“Like and equal are not the same thing at all.” ― Madeleine L'Engle, A Wrinkle in Time (1961).
I've just finished reading (i.e. listening-to-the-audiobook-of) A Wrinkle in Time, by Madeleine L'Engle; which is a US classic of children's fantasy, but which I never really heard of until fairly recently.
It is certainly a worthwhile book, with several very effective and enjoyable parts - although I found that, overall; it lost narrative pull as the book went on (it seemed to have too much explanatory exposition), it did not end fully-satisfyingly; and therefore I would not (at first reading) regard it as first-rate (not - for me - in the same class as The Hobbit, Narnia, Wind in the Willows etc.).
But an aspect that I much liked was the explicitly Christian and mystical element to the book; its presentation of Life as a spiritual conflict, its making of a loving (esoteric and eccentric) family into the main agent for Good.
However, the title phase “Like and equal are not the same thing at all.” jumped-out at me as a false statement, and representative of a belief that has (over the past fifty-plus years) been very wholly destructive of The West.
Perhaps naturally, this became one of the best known, most quoted, phrases from the novel.
For totalitarians, communists, socialists and nowadays the politically correct and Social justice Warriors; for things to be Equal' they must be The Same; so - since we (supposedly) favour Equality - then society must become homogeneous, which means totalitarian (since sameness requires an all powerful authority to enforce it).
'Eqaulity has been, for serious Christians, a Trojan Horse; a smuggled-in deception, later deployed to attack (and substantially destroy) the citadel of the faith - indeed equality has replaced Christianity in the mainstream churches.

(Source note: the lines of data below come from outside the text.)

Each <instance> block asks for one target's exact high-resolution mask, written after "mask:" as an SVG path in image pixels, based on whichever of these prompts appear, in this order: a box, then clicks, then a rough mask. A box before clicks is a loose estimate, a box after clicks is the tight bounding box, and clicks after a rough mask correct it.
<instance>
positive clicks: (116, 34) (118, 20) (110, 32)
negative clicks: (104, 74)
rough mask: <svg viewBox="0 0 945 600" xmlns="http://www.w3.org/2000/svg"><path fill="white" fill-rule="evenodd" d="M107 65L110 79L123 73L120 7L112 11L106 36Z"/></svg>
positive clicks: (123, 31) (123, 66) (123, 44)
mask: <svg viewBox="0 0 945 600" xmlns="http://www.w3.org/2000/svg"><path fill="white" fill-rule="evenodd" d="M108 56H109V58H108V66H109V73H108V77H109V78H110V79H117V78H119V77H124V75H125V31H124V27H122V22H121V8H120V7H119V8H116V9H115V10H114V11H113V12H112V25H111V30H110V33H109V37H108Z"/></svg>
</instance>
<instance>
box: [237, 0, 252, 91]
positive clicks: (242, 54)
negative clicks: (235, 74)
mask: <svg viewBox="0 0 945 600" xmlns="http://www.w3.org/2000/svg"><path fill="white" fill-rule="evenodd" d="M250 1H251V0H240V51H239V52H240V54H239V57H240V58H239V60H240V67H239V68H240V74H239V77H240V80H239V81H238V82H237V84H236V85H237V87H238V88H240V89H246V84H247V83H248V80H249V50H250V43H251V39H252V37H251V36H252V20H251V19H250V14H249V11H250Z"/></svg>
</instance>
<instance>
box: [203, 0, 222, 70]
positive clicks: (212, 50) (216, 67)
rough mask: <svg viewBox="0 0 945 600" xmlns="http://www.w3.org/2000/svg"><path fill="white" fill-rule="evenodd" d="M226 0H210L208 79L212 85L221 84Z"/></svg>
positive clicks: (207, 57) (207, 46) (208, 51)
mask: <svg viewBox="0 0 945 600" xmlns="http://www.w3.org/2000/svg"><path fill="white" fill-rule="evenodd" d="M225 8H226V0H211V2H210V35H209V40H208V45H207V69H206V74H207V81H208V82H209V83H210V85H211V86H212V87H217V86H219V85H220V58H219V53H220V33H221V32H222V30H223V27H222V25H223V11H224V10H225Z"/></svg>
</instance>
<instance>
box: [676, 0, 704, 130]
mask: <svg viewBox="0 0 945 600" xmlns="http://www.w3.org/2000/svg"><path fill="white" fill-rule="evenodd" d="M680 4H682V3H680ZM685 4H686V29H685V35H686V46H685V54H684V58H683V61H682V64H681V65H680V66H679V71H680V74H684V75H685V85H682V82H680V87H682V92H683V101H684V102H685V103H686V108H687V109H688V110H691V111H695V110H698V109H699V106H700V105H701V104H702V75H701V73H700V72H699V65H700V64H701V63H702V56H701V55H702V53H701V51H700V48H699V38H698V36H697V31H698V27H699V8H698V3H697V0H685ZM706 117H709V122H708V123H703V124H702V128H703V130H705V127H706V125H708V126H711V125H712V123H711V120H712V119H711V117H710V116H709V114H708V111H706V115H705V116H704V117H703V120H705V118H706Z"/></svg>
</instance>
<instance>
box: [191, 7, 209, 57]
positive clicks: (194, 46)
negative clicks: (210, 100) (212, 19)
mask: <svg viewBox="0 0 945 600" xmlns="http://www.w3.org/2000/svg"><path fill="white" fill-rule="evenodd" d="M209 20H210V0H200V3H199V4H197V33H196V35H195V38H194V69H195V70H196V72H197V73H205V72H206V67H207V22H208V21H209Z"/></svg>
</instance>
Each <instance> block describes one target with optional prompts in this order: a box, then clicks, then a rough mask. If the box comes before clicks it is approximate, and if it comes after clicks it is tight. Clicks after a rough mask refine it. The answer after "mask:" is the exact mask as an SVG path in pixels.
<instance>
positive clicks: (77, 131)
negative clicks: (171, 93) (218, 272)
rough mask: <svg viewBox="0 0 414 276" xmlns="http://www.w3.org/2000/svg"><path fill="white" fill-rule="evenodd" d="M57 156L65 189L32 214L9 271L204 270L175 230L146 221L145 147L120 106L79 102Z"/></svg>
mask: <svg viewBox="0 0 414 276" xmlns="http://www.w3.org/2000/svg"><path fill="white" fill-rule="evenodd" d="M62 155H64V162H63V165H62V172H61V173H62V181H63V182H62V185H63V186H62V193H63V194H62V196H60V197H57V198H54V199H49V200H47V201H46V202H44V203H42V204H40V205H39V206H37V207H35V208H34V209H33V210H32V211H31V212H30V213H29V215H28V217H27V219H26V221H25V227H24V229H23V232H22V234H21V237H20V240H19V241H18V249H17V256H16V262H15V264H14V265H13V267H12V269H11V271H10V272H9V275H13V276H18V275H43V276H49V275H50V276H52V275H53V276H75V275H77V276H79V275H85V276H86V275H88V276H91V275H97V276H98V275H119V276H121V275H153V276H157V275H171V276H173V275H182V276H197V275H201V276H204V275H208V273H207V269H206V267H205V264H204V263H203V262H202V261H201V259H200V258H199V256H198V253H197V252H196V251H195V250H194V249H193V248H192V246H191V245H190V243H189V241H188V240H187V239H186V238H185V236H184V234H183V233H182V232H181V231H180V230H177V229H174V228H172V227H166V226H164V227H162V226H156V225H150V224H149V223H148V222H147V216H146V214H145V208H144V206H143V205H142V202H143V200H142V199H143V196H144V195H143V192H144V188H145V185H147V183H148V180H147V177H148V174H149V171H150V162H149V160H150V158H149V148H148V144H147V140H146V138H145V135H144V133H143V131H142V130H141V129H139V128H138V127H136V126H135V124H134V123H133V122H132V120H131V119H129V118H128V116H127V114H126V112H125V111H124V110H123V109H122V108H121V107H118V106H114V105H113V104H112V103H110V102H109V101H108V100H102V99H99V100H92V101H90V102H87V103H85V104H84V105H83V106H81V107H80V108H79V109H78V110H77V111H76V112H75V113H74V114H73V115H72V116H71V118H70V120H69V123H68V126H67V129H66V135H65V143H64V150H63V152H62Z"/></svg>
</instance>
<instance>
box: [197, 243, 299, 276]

Wrinkle in Time (in characteristically modern, particularly American, fashion) tries to oppose this by drawing a distinction between 'eqality' which is good (e.g. because the US declaration of independence, quoted prominently and approvingly in the novel, says "We hold these truths to be self-evident, that all men are created equal..."); and on the other hand likeness, alikeness, sameness - which are bad.
But we should recognise that all attempts to distinguish an ethic of equality from sameness will fail; do fail, have failed.
So, the result is that all attempts systematically to promote equality, as an over-arching ethic, end-up by promoting sameness, and justifying totalitarianism - which is intriniscally evil.
If enforced sameness is an evil, then so is equality.